GRINDERMAN – ” Grinderman/ Grinderman 2 ” Reissues

Posted: July 18, 2025 in MUSIC

Grinderman formed in 2005 when Nick Cave was writing material for the Nick Cave & The Bad Seeds album “Abattoir Blues/The Lyre of Orpheus”. Featuring Martyn Casey on bass, Warren Ellis on violin and guitar, and Jim Sclavunos on drums, the band crafted songs together. In 2006, they entered a London studio and began a marathon session of song writing and demo recording. Aiming to recreate the rawer, more primal sound of Cave’s acclaimed post-punk project “The Birthday Party,” Grinderman’s lyrics and music were a significant departure from Nick Cave’s earlier work with The Bad Seeds.

The following April, they recorded the best of these new songs and, with the help of their longtime friend and producer Nick Launay, recorded an album.

Their eleven-song debut album, “Grinderman“, released on March 5th, 2007, received critical acclaim and included the singles “No Pussy Blues” and “Get It On.” The quartet reunited in 2009 to record Grinderman 2, released in 2010. In December 2011, Cave announced the band’s dissolution at a music festival in Australia.

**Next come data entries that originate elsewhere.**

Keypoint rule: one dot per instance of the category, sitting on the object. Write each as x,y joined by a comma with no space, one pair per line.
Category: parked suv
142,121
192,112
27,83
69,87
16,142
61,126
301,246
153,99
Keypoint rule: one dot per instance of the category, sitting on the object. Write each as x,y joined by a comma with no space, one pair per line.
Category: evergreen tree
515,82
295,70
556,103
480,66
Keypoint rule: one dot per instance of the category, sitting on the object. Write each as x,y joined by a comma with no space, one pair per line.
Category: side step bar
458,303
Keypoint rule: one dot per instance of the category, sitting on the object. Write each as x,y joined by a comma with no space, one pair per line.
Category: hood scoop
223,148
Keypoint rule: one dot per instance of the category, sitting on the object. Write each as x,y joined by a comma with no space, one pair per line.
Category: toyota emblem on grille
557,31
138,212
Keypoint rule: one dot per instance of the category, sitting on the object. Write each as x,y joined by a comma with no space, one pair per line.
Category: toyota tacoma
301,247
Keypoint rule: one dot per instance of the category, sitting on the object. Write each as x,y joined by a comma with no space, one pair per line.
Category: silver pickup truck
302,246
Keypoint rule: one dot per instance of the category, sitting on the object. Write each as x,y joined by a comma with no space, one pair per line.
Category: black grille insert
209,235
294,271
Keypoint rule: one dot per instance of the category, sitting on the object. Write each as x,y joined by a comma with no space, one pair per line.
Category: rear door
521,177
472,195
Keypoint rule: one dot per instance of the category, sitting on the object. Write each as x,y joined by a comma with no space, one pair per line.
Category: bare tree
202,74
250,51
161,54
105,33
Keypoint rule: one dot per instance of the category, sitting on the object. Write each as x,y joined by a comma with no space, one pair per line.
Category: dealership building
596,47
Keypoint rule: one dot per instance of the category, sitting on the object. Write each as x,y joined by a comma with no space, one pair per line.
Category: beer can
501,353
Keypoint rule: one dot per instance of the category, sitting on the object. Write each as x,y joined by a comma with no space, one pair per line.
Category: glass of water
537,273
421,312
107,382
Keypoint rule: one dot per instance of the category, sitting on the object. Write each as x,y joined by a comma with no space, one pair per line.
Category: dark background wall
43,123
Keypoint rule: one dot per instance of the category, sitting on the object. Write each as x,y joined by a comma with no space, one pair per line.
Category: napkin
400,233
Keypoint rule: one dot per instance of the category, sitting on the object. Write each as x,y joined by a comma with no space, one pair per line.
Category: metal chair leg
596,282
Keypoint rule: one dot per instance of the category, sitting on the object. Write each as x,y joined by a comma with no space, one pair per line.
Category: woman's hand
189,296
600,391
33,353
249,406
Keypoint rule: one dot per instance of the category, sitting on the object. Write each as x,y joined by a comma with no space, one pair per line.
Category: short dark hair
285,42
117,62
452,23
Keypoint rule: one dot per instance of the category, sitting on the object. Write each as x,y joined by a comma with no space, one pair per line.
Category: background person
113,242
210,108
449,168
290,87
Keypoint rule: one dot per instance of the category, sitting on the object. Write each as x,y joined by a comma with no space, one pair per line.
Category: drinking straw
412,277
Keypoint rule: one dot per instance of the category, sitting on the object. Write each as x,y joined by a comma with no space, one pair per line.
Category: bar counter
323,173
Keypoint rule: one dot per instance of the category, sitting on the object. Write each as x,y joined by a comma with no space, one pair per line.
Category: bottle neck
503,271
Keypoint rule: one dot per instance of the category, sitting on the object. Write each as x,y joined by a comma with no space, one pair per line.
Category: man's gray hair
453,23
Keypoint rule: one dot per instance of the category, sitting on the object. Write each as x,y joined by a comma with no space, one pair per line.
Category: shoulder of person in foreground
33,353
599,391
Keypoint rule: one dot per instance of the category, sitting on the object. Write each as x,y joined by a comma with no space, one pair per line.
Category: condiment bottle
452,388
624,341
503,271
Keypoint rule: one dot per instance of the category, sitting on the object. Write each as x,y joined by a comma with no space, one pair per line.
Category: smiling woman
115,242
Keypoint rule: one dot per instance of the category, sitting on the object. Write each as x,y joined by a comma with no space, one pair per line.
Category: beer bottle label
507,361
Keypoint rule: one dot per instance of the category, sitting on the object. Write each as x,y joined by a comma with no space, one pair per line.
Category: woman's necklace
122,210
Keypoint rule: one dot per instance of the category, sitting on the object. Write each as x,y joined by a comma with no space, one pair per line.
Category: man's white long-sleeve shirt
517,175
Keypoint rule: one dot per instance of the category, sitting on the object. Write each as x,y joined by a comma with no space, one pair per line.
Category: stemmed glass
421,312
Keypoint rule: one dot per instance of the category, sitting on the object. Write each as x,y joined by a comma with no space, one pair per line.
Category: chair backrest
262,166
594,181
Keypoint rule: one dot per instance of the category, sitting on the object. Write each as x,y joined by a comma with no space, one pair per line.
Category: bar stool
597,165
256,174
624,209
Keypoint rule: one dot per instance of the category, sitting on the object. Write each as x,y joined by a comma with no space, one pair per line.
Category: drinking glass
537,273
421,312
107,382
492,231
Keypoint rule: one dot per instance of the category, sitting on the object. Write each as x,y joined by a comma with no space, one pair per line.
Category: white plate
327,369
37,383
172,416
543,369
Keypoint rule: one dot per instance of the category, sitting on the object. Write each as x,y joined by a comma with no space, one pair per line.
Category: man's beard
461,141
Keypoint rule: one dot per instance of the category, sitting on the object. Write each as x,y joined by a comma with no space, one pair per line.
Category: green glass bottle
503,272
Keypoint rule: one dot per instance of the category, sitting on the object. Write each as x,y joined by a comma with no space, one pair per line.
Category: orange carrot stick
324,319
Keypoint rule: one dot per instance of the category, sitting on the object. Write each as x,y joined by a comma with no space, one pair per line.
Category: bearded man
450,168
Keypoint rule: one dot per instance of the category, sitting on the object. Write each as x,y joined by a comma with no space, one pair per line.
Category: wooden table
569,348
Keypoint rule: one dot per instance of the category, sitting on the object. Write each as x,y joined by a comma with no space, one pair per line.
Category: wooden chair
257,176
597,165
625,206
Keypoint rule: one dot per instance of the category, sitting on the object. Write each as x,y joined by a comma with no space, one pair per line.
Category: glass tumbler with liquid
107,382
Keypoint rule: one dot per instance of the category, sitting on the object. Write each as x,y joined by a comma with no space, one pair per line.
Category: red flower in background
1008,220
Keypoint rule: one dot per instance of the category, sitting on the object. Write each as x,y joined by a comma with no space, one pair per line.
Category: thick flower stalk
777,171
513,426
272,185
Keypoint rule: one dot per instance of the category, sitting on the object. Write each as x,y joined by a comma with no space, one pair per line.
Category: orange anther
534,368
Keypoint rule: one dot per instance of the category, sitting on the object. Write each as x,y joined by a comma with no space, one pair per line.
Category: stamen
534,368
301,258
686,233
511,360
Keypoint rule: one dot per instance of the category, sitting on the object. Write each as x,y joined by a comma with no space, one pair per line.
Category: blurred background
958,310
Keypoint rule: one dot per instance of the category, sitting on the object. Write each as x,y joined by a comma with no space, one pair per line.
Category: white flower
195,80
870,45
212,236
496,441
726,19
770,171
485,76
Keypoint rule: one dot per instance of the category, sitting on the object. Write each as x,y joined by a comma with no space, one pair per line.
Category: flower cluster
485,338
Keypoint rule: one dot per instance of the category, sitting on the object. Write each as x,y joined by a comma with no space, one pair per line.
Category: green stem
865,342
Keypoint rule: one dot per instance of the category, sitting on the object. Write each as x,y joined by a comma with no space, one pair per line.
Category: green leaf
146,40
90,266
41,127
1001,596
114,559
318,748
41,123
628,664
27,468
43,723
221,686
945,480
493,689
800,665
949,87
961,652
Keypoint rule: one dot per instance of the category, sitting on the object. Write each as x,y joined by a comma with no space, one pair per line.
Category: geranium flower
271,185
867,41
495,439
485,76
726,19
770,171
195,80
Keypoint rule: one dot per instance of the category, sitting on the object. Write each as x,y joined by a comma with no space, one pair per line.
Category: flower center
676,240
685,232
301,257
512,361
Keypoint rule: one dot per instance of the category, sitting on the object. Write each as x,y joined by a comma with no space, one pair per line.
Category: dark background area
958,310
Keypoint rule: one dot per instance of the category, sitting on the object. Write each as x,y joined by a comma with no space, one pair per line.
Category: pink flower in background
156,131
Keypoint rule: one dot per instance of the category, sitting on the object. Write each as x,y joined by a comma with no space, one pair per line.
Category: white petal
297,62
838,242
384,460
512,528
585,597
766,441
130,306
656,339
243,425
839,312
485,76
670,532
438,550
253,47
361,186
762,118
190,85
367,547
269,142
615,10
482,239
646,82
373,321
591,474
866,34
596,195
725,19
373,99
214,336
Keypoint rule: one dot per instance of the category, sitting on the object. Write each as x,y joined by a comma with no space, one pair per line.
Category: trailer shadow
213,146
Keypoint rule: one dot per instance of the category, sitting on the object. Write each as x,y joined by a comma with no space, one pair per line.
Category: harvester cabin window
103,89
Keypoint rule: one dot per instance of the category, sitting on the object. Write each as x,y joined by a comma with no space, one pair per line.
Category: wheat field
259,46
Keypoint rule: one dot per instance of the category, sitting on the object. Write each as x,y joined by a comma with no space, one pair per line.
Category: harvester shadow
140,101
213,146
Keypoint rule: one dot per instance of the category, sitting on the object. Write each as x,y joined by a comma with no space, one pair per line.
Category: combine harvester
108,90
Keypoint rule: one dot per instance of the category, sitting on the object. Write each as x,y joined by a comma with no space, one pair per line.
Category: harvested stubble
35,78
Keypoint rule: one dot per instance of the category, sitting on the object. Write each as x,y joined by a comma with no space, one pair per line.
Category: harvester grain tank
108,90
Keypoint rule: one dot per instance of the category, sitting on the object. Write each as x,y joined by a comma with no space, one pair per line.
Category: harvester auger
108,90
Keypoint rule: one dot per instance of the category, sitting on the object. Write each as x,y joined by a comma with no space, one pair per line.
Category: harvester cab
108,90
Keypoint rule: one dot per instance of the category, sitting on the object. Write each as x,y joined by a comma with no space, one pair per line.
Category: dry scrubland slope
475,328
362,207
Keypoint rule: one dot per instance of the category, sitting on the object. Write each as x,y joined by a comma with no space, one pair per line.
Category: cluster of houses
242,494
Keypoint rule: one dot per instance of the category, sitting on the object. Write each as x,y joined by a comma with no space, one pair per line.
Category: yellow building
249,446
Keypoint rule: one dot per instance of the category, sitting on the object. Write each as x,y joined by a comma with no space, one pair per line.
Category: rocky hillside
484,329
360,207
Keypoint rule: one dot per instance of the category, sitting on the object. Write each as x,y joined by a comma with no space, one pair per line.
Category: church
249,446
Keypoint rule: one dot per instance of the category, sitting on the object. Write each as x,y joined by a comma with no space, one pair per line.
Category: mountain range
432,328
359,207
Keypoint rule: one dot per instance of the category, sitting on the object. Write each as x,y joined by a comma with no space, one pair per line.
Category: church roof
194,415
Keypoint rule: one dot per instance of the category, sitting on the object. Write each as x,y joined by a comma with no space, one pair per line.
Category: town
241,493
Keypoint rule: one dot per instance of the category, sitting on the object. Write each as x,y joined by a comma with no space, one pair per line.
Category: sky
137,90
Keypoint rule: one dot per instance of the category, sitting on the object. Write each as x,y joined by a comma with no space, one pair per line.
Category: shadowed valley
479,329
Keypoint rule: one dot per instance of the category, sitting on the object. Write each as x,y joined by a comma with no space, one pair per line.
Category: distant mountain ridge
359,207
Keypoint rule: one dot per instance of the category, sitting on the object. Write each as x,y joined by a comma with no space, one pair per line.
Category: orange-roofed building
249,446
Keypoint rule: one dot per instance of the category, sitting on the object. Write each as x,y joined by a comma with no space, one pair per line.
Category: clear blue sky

When Grinderman released their debut in 2007, Nick CaveWarren EllisJim Sclavunos, and Martyn Casey created a reckless, drunken animal of an alter ego to the Bad Seeds. The album bridged territory mined by everyone from the Stooges to Suicide to Bo Diddley.

Again recorded in the company of producer Nick Launay, “Grinderman 2” is a more polished and studied affair than its predecessor, but it’s a more sonically adventurous, white-hot rock & roll record. The opening, “Mickey Mouse and the Goodbye Man,” comes closest to the songs on the previous album, but feels like it comes by way of Patti Smith’s “Radio Ethiopia,” Howlin’ Wolf, and the Scientists. It’s pure scummy, sleazy, in-the-red dissonant rock.

The swampy, ribald blues of “Kitchenette,” features Casey’s bass roiling around distorted, Echoplexed electric guitar, electric bouzouki, and jungle-like tom-toms and kick drums. Cave does his best lecher-in-heat blues howl — if Charles Bukowski had sung the blues, this is what it would have sounded like.

“Worm Tamer” is a thundering, interlocked coil of triple-note vamps on electric guitar and violin; there’s an organ that sounds like Sun Ra playing in a burlesque theatre, and an elastic groove in the rhythm section that threatens to take the entire thing off the rails, but purposely never does. While the controlled feedback suggests the earliest sounds of the Bad Seeds live, the layered harmony vocals and tautly held tension between rhythm and lead instruments — all on stun — reveal a disciplined sophistication.

With its expansive textural and atmospheric palette, and deliberately studied dynamic bombast, “Grinderman 2” still contains an overdose of rock and roll adrenaline and is drenched in comic sleaze, but it also sounds like a new, more experimental direction for the band more than it does a continuation of its predecessor.